The movie, a thriller all the way, had the stamp of quality from director Vijay ‘Goldie’ Anand. He and Dev Anand had begun their association with “Nau Do Gyarah” in 1957 and went a long way to give Indian cinema classics like “Guide”, “Kala Bazaar” and “Tere Ghar Ke Samne”. “Goldie was a great asset and I was completely relaxed with him behind the camera. We complemented each other,” wrote Dev Anand in his memoir.

“Johny Mera Naam” had everything that would constitute a hit. It had music and the story to keep you enthralled and some fine acting. Dev Anand is Mohan and Pran is Sohan. Both brothers are good at boxing. Their policeman father is murdered at the behest of a criminal Ranjit (Premnath). Sohan kills the murderer and escapes in the boot of a car, only to grow up as a criminal himself. Mohan is now a CID officer on the trail of an international smuggler.

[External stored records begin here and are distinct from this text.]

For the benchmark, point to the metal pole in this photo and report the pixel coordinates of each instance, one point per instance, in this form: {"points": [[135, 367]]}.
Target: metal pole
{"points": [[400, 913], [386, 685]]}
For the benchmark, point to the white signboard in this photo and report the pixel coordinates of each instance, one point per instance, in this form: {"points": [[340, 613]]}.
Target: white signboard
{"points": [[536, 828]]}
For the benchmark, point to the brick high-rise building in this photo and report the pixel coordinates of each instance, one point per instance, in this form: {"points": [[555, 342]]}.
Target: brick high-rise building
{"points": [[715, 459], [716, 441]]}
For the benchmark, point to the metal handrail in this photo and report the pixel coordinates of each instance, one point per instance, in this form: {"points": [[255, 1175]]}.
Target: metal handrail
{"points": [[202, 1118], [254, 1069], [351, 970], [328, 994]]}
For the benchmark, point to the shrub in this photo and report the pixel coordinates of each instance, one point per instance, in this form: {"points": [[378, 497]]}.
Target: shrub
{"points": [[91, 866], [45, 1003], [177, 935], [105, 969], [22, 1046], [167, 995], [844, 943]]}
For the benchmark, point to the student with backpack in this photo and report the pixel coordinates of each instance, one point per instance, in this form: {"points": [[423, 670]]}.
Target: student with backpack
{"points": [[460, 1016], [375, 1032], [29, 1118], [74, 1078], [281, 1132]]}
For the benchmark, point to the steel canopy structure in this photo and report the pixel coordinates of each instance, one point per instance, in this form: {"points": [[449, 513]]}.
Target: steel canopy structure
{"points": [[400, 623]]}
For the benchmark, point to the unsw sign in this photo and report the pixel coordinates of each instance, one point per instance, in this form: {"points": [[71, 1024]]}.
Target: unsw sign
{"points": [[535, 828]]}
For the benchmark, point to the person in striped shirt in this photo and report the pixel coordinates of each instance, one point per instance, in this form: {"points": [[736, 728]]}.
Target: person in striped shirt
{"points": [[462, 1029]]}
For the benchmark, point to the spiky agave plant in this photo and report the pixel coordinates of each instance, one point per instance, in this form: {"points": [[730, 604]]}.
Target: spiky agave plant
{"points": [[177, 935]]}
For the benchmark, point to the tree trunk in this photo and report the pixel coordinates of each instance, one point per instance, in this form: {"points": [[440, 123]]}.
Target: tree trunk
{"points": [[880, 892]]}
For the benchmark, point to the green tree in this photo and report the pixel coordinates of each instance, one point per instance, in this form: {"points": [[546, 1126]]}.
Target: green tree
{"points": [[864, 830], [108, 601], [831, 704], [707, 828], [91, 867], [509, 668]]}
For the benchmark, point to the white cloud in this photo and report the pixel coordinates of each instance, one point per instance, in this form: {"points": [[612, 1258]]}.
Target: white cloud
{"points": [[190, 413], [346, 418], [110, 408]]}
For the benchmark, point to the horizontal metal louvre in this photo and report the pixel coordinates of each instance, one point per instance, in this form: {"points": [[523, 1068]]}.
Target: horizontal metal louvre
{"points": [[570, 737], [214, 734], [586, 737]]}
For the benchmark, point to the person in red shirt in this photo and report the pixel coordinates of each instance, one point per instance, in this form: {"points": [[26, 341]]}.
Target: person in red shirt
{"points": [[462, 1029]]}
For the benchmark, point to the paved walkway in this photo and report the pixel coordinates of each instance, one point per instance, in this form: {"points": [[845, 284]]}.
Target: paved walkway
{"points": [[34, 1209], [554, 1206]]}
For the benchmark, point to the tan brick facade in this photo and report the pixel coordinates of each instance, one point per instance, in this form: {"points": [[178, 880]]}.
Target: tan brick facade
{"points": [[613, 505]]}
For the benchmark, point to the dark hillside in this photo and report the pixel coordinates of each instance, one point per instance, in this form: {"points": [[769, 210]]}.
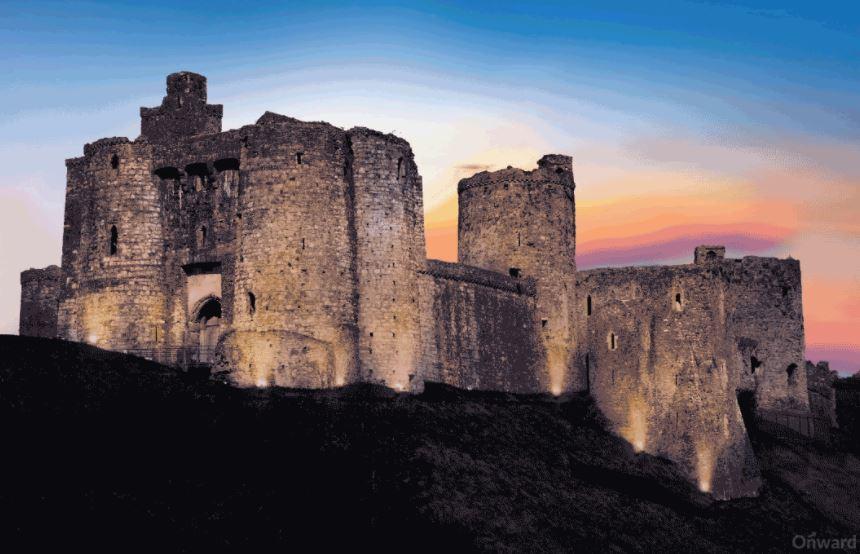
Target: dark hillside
{"points": [[105, 448]]}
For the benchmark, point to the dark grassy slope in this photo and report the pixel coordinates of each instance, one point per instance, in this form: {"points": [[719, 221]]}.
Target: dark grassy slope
{"points": [[104, 448]]}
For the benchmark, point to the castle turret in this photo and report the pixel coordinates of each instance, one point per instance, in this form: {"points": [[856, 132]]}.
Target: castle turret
{"points": [[113, 249], [389, 227], [39, 293], [293, 320], [183, 112], [521, 223]]}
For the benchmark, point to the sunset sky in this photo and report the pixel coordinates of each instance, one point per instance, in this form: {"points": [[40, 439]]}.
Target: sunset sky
{"points": [[696, 122]]}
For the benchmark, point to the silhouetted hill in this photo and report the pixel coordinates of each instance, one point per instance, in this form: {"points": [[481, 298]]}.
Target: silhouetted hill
{"points": [[103, 448]]}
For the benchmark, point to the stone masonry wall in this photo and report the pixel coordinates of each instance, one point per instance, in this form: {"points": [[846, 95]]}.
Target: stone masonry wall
{"points": [[522, 222], [765, 316], [294, 279], [40, 291], [113, 295], [656, 354], [389, 231], [478, 329]]}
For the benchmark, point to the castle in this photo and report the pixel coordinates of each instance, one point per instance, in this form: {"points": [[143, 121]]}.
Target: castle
{"points": [[292, 253]]}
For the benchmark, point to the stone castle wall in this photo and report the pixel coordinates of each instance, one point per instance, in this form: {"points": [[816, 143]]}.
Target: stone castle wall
{"points": [[765, 315], [292, 253], [389, 243], [113, 294], [657, 355], [479, 329], [522, 223], [40, 290]]}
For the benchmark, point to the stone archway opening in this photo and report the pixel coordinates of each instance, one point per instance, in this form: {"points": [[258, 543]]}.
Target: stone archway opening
{"points": [[209, 329]]}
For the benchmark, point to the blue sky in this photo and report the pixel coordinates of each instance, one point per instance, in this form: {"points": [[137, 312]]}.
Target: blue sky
{"points": [[732, 120]]}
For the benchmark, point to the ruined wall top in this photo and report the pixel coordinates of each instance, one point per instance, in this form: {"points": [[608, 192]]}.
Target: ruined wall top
{"points": [[183, 112]]}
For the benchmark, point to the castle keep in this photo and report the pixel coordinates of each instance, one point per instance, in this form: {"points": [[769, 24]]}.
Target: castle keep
{"points": [[292, 253]]}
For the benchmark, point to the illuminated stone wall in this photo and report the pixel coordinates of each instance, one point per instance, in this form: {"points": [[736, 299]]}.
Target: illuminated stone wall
{"points": [[658, 359], [312, 239], [294, 277], [479, 329], [522, 222], [40, 290]]}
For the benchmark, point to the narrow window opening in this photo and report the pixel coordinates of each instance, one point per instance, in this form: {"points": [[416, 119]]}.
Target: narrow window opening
{"points": [[754, 364], [791, 371], [114, 240]]}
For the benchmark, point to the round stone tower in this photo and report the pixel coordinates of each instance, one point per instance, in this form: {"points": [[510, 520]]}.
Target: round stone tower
{"points": [[522, 223], [116, 300], [389, 228], [293, 321]]}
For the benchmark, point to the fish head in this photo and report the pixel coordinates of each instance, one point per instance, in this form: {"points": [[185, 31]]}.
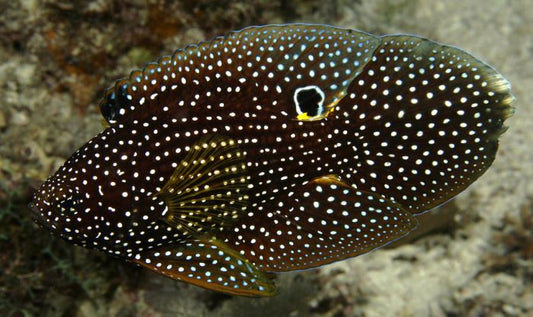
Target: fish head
{"points": [[57, 206]]}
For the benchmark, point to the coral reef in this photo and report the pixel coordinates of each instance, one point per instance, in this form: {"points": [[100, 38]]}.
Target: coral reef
{"points": [[56, 58]]}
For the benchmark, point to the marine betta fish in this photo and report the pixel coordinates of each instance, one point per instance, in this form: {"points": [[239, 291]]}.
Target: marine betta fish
{"points": [[276, 148]]}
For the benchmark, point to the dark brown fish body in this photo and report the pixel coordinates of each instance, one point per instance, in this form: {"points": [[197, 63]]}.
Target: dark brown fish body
{"points": [[277, 148]]}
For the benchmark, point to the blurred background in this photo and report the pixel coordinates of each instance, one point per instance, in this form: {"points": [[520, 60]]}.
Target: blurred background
{"points": [[471, 257]]}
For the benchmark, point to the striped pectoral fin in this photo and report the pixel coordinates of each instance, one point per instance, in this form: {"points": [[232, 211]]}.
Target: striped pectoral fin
{"points": [[207, 190], [211, 264], [319, 223]]}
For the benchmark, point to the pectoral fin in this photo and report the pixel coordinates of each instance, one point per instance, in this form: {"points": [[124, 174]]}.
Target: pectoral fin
{"points": [[207, 191]]}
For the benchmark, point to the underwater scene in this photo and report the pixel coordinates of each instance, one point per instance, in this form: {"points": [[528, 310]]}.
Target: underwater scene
{"points": [[266, 158]]}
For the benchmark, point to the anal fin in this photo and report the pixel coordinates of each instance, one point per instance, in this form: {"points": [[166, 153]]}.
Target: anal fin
{"points": [[321, 222], [211, 264]]}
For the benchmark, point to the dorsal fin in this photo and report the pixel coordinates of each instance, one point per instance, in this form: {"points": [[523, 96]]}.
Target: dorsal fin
{"points": [[305, 68]]}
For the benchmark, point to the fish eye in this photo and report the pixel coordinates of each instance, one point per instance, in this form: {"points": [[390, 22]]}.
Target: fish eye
{"points": [[66, 205], [309, 102]]}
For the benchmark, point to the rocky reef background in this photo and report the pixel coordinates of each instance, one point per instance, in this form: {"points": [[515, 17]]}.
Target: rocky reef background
{"points": [[471, 257]]}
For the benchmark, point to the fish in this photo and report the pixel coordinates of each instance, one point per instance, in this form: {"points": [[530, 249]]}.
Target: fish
{"points": [[276, 148]]}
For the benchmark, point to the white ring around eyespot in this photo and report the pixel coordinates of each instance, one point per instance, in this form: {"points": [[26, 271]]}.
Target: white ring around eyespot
{"points": [[320, 103]]}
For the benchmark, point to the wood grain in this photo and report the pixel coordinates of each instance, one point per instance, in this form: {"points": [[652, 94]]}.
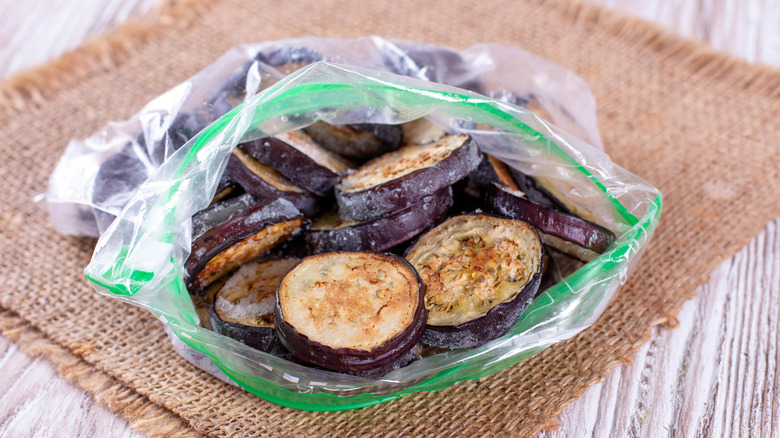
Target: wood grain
{"points": [[715, 375], [35, 401]]}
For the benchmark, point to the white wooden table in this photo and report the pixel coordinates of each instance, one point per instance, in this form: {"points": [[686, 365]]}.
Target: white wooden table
{"points": [[717, 374]]}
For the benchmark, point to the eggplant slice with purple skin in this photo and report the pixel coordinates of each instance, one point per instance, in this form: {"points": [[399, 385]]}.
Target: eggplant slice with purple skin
{"points": [[398, 179], [301, 160], [222, 249], [263, 182], [243, 309], [491, 170], [329, 233], [358, 141], [481, 272], [567, 233], [351, 311], [220, 212]]}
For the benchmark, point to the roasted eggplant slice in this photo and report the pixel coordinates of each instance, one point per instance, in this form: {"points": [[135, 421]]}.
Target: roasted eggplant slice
{"points": [[360, 141], [220, 212], [421, 131], [536, 193], [565, 232], [481, 273], [329, 233], [263, 182], [350, 311], [397, 179], [223, 248], [244, 307], [304, 162]]}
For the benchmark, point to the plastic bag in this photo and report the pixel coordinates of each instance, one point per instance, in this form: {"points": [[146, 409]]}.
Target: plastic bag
{"points": [[139, 257], [96, 177]]}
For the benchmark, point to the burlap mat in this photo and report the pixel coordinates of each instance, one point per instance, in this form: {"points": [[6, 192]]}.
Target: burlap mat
{"points": [[701, 126]]}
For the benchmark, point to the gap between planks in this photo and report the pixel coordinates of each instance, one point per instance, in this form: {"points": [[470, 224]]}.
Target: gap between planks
{"points": [[716, 375]]}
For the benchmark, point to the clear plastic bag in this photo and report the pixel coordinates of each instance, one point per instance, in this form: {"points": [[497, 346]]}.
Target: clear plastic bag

Mohan is a charismatic character. He assumes the identity of Johny, a petty thief, and wins his way to Rekha (Hema Malini) through Heera, a gangster. The pursuit takes Mohan and Rekha to some exotic locales in Nepal. Goldie leaves his mark with innovative shots and very imaginative creation of songs and dance sequences. “O Mere Raja” is filmed in Nalanda, where Dev Anand, during the shooting, came into contact with political leader Jayaprakash Narayan.

Dev Anand remembered him as a “white kurta-pyjama clad simple-looking man with a generous and benign smile. Of course, the Loknayak had only a fleeting experience of the filmmaking but left a deep impression on the politically active Dev Anand.

Hema Malini, in her first movie opposite Dev Anand, was stunningly pretty. Dev Anand was amazingly dapper too. Hema Malini is at her best when romancing with the hero especially in ‘Pal Bhar Ke Liye Koi Hame Pyaar Karle’, a song where the Dev Anand keeps popping up from countless windows in a rest house. Mohan and Rekha fall in love and the latter reveals she is looking for her missing father, Rai Sahab Bhupinder Singh, who has been kept imprisoned by Ranjit.

The criminal is exposed by Mohan and Sohan, the long-lost brothers who discover each other through a boxing bout in a well-constructed scene by Goldie.

It all ends well with the brothers united, daughter and father too. For the teenagers of those times, however, the standout act of “Johny Mera Naam” will always be the Padma Khanna sizzler ‘Husn Ke Lakh Rang’, with the actress doing justice to one of the most sensuous songs by Asha Bhosle.